To my ear, the Harry Potter stories make excessive use of similes, often describing things as ‘like…’ but anyway this literary device is clearly alive and well in contemporary young adult fiction.


If you love Wuthering Heights’ use of an extensive flashback, consider how effectively the manga Naruto uses flashbacks too. Often we find ourselves sympathizing with characters we initially thought evil as a flashback explains their origins and motives.


The anime Attack on Titan pits humans against gigantic people-eating titans. It’s clear who the good and bad guys are—or is it? When the hero Erin discovers his true form, he’s horrified by the irony that he IS a titan. And yet this gives him the power to fight more strongly for humans. Irony is certainly one of the greats whenever we draw up lists of literary devices, and it’s fun to see it employed in modern stories—or in song lyrics like Alanis Morissette’s Isn’t it Ironic.


Speaking of lyrics, Taylor Swift drops frequent examples of clever figurative language (break me like a promise). I have kids so I’ve heard many a popular song—sometimes over and over—and I love it when the lyrics are well written and rich with literary devices!


Hyperbole is the greatest literary device of all time—well, maybe I’m exaggerating but that’s what hyperbole does. And like other classic devices, this one is alive and well in modern media. Although not brand new, the song As Small as a Mouse by Lenka is a wonderful example of clever lyrics and features extensive use of metaphor (As deep as a bite, as dark as the night) and hyperbole (I want to be everything at once!).


Rap lyrics are known for their braggadocio but they also feature plenty of literary devices, most notably the use of flashbacks to explain how the rapper got into his or her current dilemma or to contrast humble origins with recent success. For instance, Kodak Black’s current chart-topper, Gremlin, uses flashbacks to excellent effect: “We was just broke with no motion, Sleepin’ on sofas and creeping’ in houses like roaches.” I think Emily Brontë would approve.
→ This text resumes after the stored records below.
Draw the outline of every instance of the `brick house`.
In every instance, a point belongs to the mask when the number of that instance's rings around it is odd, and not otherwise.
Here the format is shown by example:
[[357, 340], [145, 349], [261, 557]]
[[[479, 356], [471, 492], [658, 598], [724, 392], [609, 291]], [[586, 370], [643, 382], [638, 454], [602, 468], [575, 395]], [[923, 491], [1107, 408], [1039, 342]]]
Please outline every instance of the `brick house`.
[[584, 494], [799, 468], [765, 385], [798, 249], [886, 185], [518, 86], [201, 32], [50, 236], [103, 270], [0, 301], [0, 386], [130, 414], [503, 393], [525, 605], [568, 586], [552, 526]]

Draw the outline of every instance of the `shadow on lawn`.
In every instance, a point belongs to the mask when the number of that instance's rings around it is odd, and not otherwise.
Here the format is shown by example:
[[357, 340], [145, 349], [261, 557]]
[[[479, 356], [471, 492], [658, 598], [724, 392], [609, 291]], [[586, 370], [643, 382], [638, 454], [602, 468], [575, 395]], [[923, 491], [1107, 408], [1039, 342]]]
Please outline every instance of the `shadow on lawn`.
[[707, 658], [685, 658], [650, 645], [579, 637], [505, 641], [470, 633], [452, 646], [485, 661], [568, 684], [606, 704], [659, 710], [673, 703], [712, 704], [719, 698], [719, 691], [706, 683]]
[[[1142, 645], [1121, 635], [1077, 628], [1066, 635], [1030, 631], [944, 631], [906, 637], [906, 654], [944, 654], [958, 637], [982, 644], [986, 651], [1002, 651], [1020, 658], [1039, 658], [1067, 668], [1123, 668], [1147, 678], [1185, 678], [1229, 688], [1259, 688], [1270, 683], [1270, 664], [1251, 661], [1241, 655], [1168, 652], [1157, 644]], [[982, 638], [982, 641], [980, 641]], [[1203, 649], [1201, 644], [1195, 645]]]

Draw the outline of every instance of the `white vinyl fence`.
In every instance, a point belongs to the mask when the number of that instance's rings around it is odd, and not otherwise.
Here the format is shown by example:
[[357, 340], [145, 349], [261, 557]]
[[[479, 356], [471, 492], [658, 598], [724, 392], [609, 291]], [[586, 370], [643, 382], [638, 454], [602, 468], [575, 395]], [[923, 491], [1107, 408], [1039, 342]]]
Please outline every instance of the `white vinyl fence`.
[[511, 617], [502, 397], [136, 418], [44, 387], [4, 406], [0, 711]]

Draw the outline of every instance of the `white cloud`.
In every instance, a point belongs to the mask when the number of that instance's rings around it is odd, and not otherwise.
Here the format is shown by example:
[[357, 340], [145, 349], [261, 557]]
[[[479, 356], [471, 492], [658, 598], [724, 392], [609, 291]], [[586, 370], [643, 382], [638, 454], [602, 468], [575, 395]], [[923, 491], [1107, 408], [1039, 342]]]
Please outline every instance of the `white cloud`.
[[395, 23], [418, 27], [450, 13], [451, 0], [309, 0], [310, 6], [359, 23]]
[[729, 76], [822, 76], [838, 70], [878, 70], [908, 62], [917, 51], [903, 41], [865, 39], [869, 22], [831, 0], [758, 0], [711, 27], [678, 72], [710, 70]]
In contemporary performance poetry, the 2021 youth poet laureate of the United States, Alexandra Huynh, writes about disasters at home in LA and back in Viet Nam using irony in her line, “They waited for news they did not want to hear” to capture that horrified attentiveness to the news that comes over us during unfolding tragedies.


The myth is that in the literary canon, the works are unmatchable and bejeweled by high literary devices. Not true at all! Curricula just haven’t caught up with contemporary culture, which is overflowing with brilliant writing albeit not always in the form of War and Peace length novels. Teachers who rely on their Norton anthologies of literature are forcing students to board ships as they pass in the night while ignoring the living works that float our boats today.


I admit I’m not a big rap fan, nor do I watch television series at length, but I am a fan of great writing in every medium, which often leads me to google song lyrics or ask to borrow a graphic novel from my teenagers.


Recall that today’s stuffy literary canon is made up of yesteryear’s best sellers!


And nobody has a monopoly on literary devices. Good writing reinvents itself with every generation and should be honored for what it is, not denigrated just because it isn’t in our literature anthologies. Yet.